Why Are Similar Workers Paid Differently?
158 pp., 6 x 9 in, 15 illus.
- Published: August 29, 2003
- Published: January 14, 2005
Why are workers with identical skills found in both "good" jobs and "bad" jobs? Why are workers who do similar jobs paid differently, contrary to standard competitive theory? Observable differences in workers doing the same job account for only 30 percent of wage variation. In Wage Dispersion, Dale Mortensen examines the reasons for pay differentials in the other 70 percent. He finds that these differentials, or wage dispersion, are largely the result of job search friction (which arises when workers do not know the wages offered by all employers) and cross-firm differences in wage policy and productivity.
Mortensen examines previous theoretical explanations for wage dispersion, testing them against data from a Danish matched employer-employee database. He begins by offering a simple one-period model of the problem, then expands this basic model intertemporally to include the role of on-the-job worker search behavior. Following this, he discusses theoretical modifications that offer an explanation for the nature of observed wage dispersion, particularly the shape of cross-firm wage distribution. He then examines the hypothesis that wage policies are determined by profit-maximizing behavior and finds that the Danish data do not support it; he argues that bilateral wage bargaining is the more likely determinant. Finally, he reviews recent work that extends the basic theoretical framework to explain wage dispersion within firms.
Mortensen both develops cutting-edge theories of job search and tests them with empirical evidence from an incredible new data set. The integration of theory and data makes this book a must-read for anyone interested in labor economics.

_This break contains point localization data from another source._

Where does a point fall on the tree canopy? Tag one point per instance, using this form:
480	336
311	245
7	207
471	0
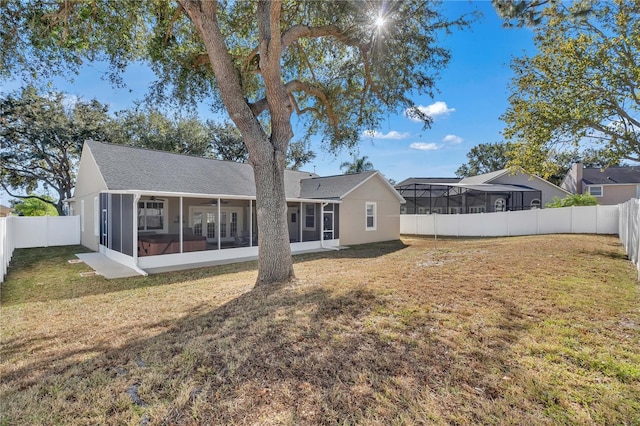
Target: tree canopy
357	165
485	158
582	88
519	13
154	129
339	65
227	144
35	206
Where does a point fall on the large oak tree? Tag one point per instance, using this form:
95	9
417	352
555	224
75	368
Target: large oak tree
582	88
337	64
41	137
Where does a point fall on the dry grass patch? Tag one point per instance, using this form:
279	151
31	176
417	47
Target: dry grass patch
527	330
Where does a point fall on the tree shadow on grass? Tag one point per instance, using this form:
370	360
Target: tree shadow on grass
43	274
287	354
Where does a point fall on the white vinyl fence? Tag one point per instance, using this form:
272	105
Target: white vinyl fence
41	231
567	220
629	230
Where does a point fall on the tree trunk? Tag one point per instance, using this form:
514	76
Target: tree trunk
274	250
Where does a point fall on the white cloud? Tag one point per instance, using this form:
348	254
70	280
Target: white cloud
374	134
452	139
436	109
423	146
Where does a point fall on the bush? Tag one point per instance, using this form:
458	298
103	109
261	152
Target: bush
573	200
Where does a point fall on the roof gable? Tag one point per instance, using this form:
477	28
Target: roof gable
485	177
135	169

Robert Shimer, Department of Economics, University of Chicago
Mortensen's book is a superb treatment of a very old question: Why are similar workers not paid the same? Readers are introduced to the empirical evidence on wage dispersion, and then shown how the tools of modern search theory can be used to fashion a compelling answer. I predict that this short book will be adopted at all major Ph.D. programs in Economics.